LoyaltyDog generates mobile wallet passes (Apple Wallet `.pkpass` and Google Wallet objects) directly from reusable templates, so a customer can carry their loyalty card or gift card in their phone.

## Concepts

* **Pass type** — A class of pass: loyalty card, gift card, coupon. Registered with Apple via your developer team's pass type ID.
* **Template** — A reusable design (colors, fields, logo) bound to a pass type. Templates have versions; new passes inherit the latest.
* **Pass** — A concrete instance issued to a single customer. Identified by a serial number.

## Typical workflow

1. **Register a pass type.** `POST /v2/passtypes` once per type. For Apple, generate a CSR via `GET /v2/passtypes/new/csr` and sign it through your Apple Developer account.
2. **Create a template.** `POST /v2/templates` with the visual design and field bindings.
3. **Issue passes.** `POST /v2/templates/{templateId}/pass` issues a pass to a customer.
4. **Send the install URL.** Email or text the customer the `savetowallet` URL from `GET /v2/passes/{passTypeIdentifier}/{serialNumber}/url`.
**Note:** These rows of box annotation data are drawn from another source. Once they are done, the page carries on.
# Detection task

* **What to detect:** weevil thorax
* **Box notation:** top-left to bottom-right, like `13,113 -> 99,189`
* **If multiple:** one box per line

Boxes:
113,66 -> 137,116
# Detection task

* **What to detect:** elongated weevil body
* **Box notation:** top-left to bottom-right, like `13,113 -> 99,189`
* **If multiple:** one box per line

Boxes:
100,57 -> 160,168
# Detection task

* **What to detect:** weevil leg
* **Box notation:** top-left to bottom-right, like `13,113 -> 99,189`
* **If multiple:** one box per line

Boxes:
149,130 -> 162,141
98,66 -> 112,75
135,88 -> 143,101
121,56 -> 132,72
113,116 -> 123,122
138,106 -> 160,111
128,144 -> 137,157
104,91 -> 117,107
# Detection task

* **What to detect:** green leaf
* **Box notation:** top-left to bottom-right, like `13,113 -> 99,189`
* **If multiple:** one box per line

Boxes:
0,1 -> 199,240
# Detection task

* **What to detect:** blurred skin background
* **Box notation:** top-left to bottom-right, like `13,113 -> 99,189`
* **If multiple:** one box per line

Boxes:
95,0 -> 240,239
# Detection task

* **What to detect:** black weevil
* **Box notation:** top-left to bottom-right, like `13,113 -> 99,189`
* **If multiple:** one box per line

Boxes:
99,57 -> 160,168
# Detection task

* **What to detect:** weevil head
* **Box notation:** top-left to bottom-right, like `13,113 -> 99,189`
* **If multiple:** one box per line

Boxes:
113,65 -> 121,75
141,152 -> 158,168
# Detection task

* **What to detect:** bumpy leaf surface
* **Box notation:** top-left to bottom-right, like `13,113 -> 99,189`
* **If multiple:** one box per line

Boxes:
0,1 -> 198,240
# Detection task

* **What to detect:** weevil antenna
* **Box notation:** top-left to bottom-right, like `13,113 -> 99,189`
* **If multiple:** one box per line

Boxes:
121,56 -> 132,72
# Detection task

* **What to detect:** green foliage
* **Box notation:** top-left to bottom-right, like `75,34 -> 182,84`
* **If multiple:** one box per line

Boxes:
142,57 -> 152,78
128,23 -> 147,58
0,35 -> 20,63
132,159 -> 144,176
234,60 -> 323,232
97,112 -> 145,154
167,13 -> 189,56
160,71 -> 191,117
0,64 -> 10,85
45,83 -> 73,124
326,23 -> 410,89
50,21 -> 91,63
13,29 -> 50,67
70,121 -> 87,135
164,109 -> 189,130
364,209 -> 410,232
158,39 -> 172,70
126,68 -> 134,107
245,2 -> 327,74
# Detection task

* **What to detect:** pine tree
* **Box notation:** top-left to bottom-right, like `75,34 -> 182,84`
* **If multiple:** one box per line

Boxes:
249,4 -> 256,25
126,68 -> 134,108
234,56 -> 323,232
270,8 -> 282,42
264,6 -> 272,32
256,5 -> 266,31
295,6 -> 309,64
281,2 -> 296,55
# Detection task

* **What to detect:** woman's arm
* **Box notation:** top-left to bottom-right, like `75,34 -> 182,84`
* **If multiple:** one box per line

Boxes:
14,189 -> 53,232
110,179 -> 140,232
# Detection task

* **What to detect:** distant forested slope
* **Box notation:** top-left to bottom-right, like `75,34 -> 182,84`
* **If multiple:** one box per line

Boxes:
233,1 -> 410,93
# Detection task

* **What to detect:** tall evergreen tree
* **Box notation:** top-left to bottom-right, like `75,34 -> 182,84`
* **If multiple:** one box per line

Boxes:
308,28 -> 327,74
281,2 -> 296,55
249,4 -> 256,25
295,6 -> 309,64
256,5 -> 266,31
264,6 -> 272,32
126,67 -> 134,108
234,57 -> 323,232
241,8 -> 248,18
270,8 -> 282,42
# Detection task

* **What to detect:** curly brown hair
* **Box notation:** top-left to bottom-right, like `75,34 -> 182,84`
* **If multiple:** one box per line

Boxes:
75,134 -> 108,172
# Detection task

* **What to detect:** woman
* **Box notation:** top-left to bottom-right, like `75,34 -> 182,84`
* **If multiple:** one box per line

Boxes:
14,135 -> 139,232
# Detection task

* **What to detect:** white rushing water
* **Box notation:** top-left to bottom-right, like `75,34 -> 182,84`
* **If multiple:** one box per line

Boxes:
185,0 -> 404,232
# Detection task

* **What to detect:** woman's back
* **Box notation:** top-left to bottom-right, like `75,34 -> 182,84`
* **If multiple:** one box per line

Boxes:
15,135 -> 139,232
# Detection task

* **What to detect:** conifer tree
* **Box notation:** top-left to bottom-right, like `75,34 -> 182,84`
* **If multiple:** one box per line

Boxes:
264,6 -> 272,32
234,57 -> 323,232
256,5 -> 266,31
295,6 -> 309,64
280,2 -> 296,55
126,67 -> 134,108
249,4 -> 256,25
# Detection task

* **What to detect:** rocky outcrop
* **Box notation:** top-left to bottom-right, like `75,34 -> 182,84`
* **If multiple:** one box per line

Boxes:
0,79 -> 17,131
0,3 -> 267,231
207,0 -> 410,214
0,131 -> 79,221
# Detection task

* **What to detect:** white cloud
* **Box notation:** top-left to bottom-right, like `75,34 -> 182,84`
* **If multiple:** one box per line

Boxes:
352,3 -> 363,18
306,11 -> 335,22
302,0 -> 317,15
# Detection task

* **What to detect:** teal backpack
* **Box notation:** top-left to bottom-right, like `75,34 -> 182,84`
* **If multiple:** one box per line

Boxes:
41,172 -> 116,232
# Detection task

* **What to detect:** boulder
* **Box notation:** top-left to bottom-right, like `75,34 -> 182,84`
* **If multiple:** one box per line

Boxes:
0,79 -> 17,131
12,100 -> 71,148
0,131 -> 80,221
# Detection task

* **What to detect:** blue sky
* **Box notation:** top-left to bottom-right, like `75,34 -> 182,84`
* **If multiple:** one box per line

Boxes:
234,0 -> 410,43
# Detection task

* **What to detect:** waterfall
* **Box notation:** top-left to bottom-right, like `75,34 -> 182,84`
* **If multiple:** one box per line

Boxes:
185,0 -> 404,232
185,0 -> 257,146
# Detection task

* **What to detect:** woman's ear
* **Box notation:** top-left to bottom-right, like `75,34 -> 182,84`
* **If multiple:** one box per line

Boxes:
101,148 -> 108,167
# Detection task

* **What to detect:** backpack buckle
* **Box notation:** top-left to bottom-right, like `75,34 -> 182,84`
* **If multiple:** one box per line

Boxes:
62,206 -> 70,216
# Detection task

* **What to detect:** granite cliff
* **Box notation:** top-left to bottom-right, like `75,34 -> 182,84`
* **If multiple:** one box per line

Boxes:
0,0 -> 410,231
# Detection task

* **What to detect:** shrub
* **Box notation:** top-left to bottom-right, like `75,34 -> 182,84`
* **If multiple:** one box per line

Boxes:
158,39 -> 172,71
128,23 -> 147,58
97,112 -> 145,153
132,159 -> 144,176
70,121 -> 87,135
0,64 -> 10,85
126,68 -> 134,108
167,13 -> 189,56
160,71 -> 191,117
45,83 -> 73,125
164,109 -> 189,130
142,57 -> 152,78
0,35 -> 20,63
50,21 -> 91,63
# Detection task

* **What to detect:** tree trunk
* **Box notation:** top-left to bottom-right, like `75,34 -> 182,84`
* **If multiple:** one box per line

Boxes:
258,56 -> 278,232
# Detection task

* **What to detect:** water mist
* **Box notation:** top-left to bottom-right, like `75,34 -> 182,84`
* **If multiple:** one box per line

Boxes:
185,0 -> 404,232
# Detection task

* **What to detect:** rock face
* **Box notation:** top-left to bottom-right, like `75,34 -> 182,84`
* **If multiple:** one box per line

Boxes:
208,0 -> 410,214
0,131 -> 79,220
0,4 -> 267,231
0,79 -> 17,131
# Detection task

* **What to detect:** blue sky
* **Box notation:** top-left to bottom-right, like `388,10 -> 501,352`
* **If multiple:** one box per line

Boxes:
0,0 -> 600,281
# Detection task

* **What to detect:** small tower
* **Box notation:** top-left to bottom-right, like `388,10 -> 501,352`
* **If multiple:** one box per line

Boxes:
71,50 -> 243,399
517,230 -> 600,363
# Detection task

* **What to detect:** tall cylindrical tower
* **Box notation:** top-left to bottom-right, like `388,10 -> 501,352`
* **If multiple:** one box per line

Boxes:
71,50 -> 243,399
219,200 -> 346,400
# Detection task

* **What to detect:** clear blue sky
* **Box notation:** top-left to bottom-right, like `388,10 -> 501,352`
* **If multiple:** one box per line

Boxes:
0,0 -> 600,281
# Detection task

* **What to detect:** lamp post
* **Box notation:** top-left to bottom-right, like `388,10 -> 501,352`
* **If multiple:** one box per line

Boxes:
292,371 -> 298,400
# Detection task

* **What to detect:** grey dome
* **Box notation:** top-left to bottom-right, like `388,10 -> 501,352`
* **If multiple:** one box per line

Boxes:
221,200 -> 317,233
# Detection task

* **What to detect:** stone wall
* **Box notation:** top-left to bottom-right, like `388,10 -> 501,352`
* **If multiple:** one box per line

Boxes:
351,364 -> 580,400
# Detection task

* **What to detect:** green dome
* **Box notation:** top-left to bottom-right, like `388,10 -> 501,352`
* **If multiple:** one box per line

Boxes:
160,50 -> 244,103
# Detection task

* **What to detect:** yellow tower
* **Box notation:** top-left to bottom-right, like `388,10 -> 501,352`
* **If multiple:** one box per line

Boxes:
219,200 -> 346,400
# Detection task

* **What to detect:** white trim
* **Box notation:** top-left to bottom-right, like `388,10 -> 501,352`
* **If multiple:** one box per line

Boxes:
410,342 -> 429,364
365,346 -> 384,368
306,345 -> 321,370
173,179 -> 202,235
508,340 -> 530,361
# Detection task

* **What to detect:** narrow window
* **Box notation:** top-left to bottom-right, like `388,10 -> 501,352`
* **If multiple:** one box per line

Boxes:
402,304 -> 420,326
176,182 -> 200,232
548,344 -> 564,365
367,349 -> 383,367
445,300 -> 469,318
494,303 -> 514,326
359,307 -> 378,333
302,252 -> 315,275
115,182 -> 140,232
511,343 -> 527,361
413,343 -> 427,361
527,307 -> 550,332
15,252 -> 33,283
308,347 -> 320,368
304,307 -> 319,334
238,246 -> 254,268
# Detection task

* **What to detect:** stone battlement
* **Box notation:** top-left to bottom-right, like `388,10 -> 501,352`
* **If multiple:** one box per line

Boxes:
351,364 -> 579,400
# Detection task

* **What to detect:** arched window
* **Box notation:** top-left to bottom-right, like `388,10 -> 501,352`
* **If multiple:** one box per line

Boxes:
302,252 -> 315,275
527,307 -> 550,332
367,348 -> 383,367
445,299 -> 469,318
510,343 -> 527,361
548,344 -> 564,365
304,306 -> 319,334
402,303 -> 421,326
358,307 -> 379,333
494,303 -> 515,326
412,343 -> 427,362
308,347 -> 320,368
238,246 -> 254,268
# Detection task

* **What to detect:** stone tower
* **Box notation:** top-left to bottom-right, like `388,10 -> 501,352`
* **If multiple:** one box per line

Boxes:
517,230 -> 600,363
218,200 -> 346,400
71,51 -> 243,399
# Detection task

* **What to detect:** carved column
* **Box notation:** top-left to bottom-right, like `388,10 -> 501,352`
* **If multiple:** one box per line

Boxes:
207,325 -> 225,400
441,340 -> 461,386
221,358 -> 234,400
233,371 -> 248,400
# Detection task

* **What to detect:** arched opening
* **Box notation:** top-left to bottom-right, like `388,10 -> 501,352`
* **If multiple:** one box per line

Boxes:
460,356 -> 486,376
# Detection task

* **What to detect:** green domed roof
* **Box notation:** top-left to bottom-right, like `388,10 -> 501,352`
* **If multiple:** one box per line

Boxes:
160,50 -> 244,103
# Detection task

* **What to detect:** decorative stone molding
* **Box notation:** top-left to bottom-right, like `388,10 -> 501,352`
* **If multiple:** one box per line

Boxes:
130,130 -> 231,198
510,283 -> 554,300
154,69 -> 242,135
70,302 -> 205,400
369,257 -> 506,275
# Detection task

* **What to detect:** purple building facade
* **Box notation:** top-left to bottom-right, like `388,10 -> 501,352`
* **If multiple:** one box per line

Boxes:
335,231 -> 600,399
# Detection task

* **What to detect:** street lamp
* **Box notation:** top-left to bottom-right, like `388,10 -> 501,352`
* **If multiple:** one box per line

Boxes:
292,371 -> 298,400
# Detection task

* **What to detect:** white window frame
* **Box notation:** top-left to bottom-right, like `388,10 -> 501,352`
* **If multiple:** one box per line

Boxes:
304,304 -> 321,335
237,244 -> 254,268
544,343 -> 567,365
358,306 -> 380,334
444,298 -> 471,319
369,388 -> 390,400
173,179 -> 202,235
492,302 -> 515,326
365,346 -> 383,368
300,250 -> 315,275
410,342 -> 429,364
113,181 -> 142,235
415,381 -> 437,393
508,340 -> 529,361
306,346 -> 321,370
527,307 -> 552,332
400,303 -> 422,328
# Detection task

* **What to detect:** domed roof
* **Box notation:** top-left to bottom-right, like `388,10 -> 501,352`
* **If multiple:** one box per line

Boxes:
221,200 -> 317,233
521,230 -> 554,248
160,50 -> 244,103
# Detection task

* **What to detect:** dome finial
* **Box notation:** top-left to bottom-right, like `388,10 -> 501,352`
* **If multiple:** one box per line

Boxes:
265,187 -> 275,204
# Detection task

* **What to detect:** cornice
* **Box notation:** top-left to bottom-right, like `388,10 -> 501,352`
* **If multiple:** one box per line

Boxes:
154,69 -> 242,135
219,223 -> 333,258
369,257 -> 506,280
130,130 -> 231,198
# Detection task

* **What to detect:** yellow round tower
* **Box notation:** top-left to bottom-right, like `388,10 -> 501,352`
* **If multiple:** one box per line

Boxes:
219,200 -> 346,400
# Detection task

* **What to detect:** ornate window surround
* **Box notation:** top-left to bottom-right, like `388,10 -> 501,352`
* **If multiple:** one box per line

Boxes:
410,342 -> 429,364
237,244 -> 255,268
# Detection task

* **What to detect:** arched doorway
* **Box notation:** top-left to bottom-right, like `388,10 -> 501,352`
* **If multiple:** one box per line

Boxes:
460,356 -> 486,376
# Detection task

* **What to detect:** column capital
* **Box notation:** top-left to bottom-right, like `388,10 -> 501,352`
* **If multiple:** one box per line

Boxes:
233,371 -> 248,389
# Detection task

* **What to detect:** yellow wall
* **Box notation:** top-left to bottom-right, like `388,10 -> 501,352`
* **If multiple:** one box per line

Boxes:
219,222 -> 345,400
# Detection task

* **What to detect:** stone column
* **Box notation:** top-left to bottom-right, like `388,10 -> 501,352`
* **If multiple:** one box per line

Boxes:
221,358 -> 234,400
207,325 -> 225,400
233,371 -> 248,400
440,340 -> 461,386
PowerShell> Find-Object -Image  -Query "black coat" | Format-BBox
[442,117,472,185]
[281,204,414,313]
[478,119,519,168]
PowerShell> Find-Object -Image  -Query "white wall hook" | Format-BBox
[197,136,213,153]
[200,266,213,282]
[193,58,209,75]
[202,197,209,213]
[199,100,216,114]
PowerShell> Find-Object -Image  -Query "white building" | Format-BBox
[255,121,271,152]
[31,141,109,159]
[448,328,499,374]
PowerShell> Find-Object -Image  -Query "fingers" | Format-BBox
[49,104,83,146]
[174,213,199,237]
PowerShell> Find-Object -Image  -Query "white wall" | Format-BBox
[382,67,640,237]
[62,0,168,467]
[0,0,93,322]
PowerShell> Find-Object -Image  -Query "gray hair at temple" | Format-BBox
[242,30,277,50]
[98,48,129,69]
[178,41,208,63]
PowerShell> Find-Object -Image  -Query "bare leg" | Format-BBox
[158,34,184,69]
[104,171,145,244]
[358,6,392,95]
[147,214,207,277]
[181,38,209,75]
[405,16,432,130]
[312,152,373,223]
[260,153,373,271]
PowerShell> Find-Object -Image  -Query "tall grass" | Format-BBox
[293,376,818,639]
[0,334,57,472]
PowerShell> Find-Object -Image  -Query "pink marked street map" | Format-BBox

See the [API reference](/api-reference) for full request and response schemas.

## Updating passes

Push updates by re-issuing or by modifying the pass's underlying fields — installed passes automatically receive Apple Wallet and Google Wallet push updates.

## Best practices

* **Use a single template per pass family.** Customers see consistent branding even if your underlying program changes.
* **Test in sandbox first.** Apple's pass validation rules are strict; iterating against a production pass type can pollute your serial number space.
* **Keep payloads small.** Don't pack everything into the pass — link out to your portal for detail.